After eight months of back-and-forth stonewalling, the IRS has agreed to turn over the complete contents of Lerner’s email account, along with other documents that two congressional committees have been demanding.
‘If there’s not a Holy Grail email in this round of documents,’ a senior staffer to a Ways and Means committee member told MailOnline, ‘then we’re not going to find it.’
‘Whether that’s because Lerner covered her tracks or because the IRS is shredding documents, we’re probably never going to know.’
The committee’s chairman, Michigan Republican Rep. Dave Camp, seems eager to put his staff to work sifting through thousands of messages in search of an explanation for the program that has been a major embarrassment to the White House.
‘This is a significant step forward and will help us complete our investigation into the IRS’s targeting of conservative groups,’ Camp said Friday.
‘From the few Lerner documents we have received, we know that Washington, DC orchestrated the targeting of groups applying for tax-exempt status, surveillance of existing tax-exempt groups and formed the proposed 501(c)(4) rules designed to push conservative groups out of the public forum.’
Camp warned the IRS in a February 24 letter that he would start issuing subpoenas if the agency didn’t turn over the documents he wanted.
The IRS has proposed a rewrite of its regulations governing communications restrictions on ‘public benefit’ organizations that are exempt from paying federal income taxes.
That redesign of the rules began long before Lerner herself exposed the IRS’s pattern of holding up right-wing groups’ applications, often with dozens of intrusive questions over several years.
The effects of the agency’s desired rule change would be substantial: Organizations would be prohibited from emailing information, or publishing anything online, about candidates’ voting records during the last 60 days before an election.
Tea party groups, which began their rise to prominence five years ago, comprised most of the organizations that the IRS targeted beginning in 2010. Their political free-speech concerns have driven more than 146,000 public comments to the IRS, demanding that the regulatory revisions be scrapped.
Cleta Mitchell, a board member of the American Conservative Union Foundation, said Friday during that organization’s annual Conservative Political Action Conference that the new rules would affect the event where she was speaking.
‘It would mean that in even-numbered years, CPAC could have no speakers who are candidates for office,’ she said, dumbfounded.
Mitchell, an attorney, is representing some of the tea party groups in lawsuits related to the IRS targeting scheme.
The House Oversight Committee, chaired by California Rep.

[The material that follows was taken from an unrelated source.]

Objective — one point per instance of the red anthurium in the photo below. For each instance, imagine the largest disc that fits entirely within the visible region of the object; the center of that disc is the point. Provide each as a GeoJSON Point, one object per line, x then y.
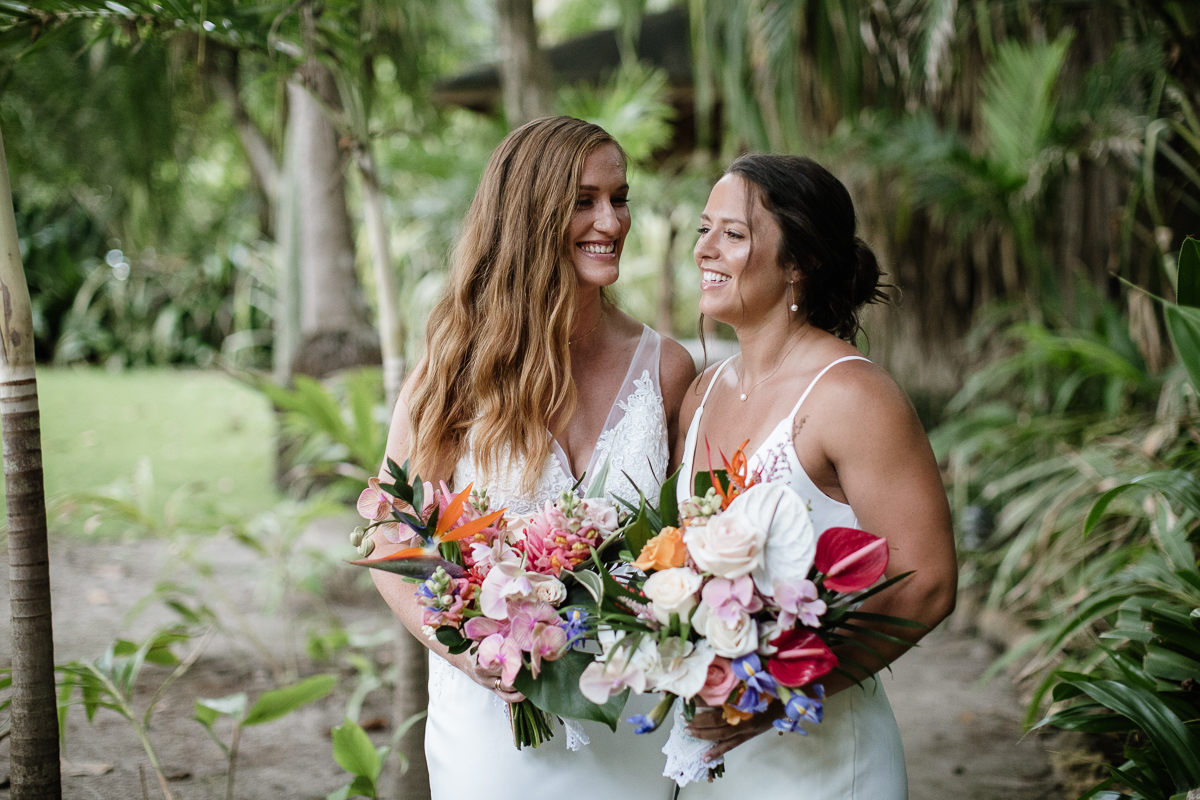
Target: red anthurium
{"type": "Point", "coordinates": [851, 559]}
{"type": "Point", "coordinates": [802, 657]}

Darrell Issa, has cast a larger public shadow than Ways and Means has on the IRS targeting scandal.
Lerner has appeared before Issa-led hearings twice, both times invoking her Fifth Amendment rights and refusing to testify, despite President Obama’s insistence in a February interview that the IRS displayed ‘not a smidgen of corruption’ in the damaging episode.
Becca Glover Watkins, the Oversight Committee’s communications director, told MailOnline that Issa’s and Camp’s committee staffers are working hand-in-hand.

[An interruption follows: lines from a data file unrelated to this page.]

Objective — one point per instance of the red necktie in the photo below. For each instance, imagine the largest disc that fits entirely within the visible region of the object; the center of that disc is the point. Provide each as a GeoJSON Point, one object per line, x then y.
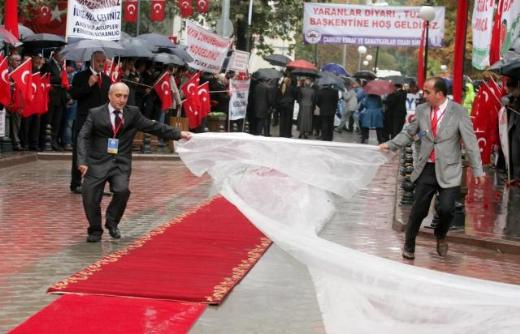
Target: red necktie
{"type": "Point", "coordinates": [434, 118]}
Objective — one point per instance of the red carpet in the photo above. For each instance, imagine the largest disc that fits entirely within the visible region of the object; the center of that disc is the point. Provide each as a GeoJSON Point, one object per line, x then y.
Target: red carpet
{"type": "Point", "coordinates": [108, 315]}
{"type": "Point", "coordinates": [199, 257]}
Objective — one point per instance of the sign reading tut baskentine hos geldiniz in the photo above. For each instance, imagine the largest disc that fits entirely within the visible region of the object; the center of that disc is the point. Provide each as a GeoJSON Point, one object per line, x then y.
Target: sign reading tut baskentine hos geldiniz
{"type": "Point", "coordinates": [369, 25]}
{"type": "Point", "coordinates": [91, 19]}
{"type": "Point", "coordinates": [207, 49]}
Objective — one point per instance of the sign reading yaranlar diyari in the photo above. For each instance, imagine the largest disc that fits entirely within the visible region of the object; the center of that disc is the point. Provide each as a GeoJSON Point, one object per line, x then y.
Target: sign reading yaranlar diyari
{"type": "Point", "coordinates": [94, 19]}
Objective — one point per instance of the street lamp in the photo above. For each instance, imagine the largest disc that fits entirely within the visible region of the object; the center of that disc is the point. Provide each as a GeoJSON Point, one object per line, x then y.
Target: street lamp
{"type": "Point", "coordinates": [427, 13]}
{"type": "Point", "coordinates": [361, 51]}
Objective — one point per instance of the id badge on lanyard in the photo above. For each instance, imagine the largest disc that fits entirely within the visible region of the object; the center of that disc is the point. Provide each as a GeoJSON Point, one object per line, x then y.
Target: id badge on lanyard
{"type": "Point", "coordinates": [113, 143]}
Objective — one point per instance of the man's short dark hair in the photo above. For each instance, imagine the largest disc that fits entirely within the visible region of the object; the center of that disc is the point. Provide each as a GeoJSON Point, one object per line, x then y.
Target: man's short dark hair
{"type": "Point", "coordinates": [439, 85]}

‘The Oversight Committee and the Ways and Means Committee have worked in partnership during the course of this investigation,’ Watkins said.
‘We expect the IRS will also be delivering a copy [of the complete Lerner files] to the Oversight Committee.’
A spokesperson for the Ways and Means Committee told MailOnline that it was the new IRS Commissioner, John Koskinen, who broke the inertia after months of requests.
‘We have been asking for the materials for months, and after many discussions the new IRS Commissioner has said the IRS will comply with the request,’ said the committee’s Sarah Swinehart.
Lerner ‘was clearly at the center of the IRS targeting and was running it out of the Washington, D.C. office,’ she added. ‘We expect her documents to provide a fuller picture of this.’
Koskinen took over the tax agency on December 23, ending a 13-month period during which two interim commissioners served as caretakers.
The IRS did not immediately respond to a request for comment.